Marqise Lee would be in an unwinnable situation. Green Bay Packers fans will light their Zoom chats on fire if Brian Gutekunst can’t find a way to bring a top pass catcher to Green Bay by the end of the week. But it’s not as if Gutey and his front office can control what happens to the board above them in the 2020 NFL Draft, or what other teams ask for in trades. Drafts can go off the rails. A top offensive tackle could fall, and so could one of the stud linebackers.
A smart team will have a backup plan if they can’t justify taking a receiver until the fourth round. Lee can be that plan, providing more than enough ability to justify playing over some players already on the roster. He wouldn’t bring scintillation, but it’s the kind of roster churn move the Packers, or any team, can always use.
In a conference call with reporters Monday, Gutekunst mentioned multiple times a desire to move around in the draft to extract value at the fat parts of the draft. Get to where the good players will be to make sure you get as many as possible. In that conversation though, he mentioned a deep receiver class could create one of two scenarios: a run early where they all go, or teams wait on them, believing they can get someone later.
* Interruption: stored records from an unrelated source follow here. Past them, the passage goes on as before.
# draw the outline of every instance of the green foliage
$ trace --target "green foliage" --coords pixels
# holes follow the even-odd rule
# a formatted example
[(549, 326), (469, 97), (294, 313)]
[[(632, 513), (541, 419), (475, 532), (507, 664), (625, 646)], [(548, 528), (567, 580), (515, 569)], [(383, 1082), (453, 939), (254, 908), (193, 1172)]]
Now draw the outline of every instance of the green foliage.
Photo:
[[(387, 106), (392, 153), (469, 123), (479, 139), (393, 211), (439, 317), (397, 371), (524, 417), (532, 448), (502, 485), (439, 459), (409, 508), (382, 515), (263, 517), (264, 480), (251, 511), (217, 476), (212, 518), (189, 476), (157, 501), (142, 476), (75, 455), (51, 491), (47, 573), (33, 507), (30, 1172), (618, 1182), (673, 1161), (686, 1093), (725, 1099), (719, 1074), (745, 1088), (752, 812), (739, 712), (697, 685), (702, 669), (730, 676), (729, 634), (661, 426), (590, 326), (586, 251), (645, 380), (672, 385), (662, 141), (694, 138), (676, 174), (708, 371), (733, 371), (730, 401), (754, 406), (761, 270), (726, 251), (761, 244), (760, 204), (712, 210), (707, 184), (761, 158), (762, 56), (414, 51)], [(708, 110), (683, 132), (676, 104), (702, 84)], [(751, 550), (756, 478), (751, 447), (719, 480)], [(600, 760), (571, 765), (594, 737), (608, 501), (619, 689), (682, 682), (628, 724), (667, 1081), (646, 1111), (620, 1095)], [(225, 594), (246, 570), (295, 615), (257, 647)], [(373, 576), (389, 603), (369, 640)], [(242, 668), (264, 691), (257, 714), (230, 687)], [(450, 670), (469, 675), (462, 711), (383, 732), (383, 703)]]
What if they all go? Green Bay sits at 30 with myriad teams hoping for pass catchers. What happens if CeeDee Lamb, Jerry Jeudy, Henry Ruggs, Justin Jefferson, Jalen Reagor and Denzel Mims are all gone by the mid-20’s and now there’s a rush? The Bengals trade up for Brandon Aiyuk. The Ravens snag Michael Pittman Jr. to complement Hollywood Brown.
In all the commotion, Houston offensive tackle Josh Jones falls inexplicably to 30. Green Bay’s future right tackle slots in 15 picks later that he rightfully belongs to go, and Aaron Rodgers benefits.
Between 30 and 62, the question mark players go off the board. K.J. Hamler, Laviska Shenault, Donovan Peoples-Jones, even the injured Bryan Edwards finds a home as teams panic to snag a pass catcher. By the time 62 rolls around, the cupboards are bare and there’s Texas A&M Justin Madubuike sitting there ready to anchor the middle of the Packers run defense. The best Green Bay can do is Antonio Gibson at 94, but he’s going to play more running back as a guy who can split out and kill linebackers.
On Day 3, the Packers take a shot on Boise State’s John Hightower in the fifth round. There’s potential there, another bite at the deep threat apple to push Marquez Valdes-Scantling for that role in the offense, but hardly a lock to be an early impact player.
At this point, Gutey has a decision to make: did the offense improve enough or are there players out there who could add something to the offense? He told reporters Monday the team works year-round on an emergency board of free agents. Guys like Tramon Williams, Damon Harrison, and Marqise Lee would theoretically be on such a board just for such occasions.
Before even accounting for fit or experience with Nathaniel Hackett from their Jacksonville days, Lee would be a more proven, capable player than guys like Jake Kumerow, Darrius Shepherd, or even MVS, Equanimeous St. Brown or Allen Lazard. That latter group could be better, but they haven’t proven to be, not yet. Dropping Kumerow off the list to bring in a more gifted player doesn’t upset the apple cart of the offense — Kumerow only played out of emergent necessity, the football version of exigent circumstance — but it does improve the overall talent of the roster.
And there is the fit to consider, with Lee’s two best seasons coming under Hackett’s watch in Duval County. The former USC Trojan never matched his downfield prowess from college in the NFL, and injuries robbed him of playing time over the course of his career, but that would also likely make him cheap. Signing him would not necessarily block a young receiver from emerging, nor would it likely create a financial burden if he doesn’t play well enough to make the team.
Even if they do draft someone, Matt LaFleur’s mindset makes Lee worth a shot. LaFleur showed last season he’s willing to play the best players. Some coaches want the veteran no matter what, not trusting young players. Aaron Rodgers, for that matter, could also feel that way. But Rodgers also sees the practices, he knows who can do what and knows where to be when. Bringing in Lee bolsters the overall talent level on the roster, but if EQ or a rookie play better than him, they will play. The same is true for Devin Funchess. These veterans are useful and talented enough to help the team if necessary, but not so good they keep young players from earning playing time or emerging in the offense.
Lee doesn’t fundamentally alter the fortunes of the 2020 Green Bay Packers, but he does bring the reliability of veteran experience and scheme knowledge. The talent gap between him and the bottom receivers on the team closes the knowledge gap of this specific offense and whatever rapport they’d created with Rodgers. These are the types of roster churn moves Gutekunst long since proved he’s willing to make, ones Ted Thompson avoided at all costs. It’s the kind of move that only barely rises to the level of needing a blog post to discuss the potential implications, but could ultimately mean a more proven player takes the field than otherwise would have in a critical situation in 2020.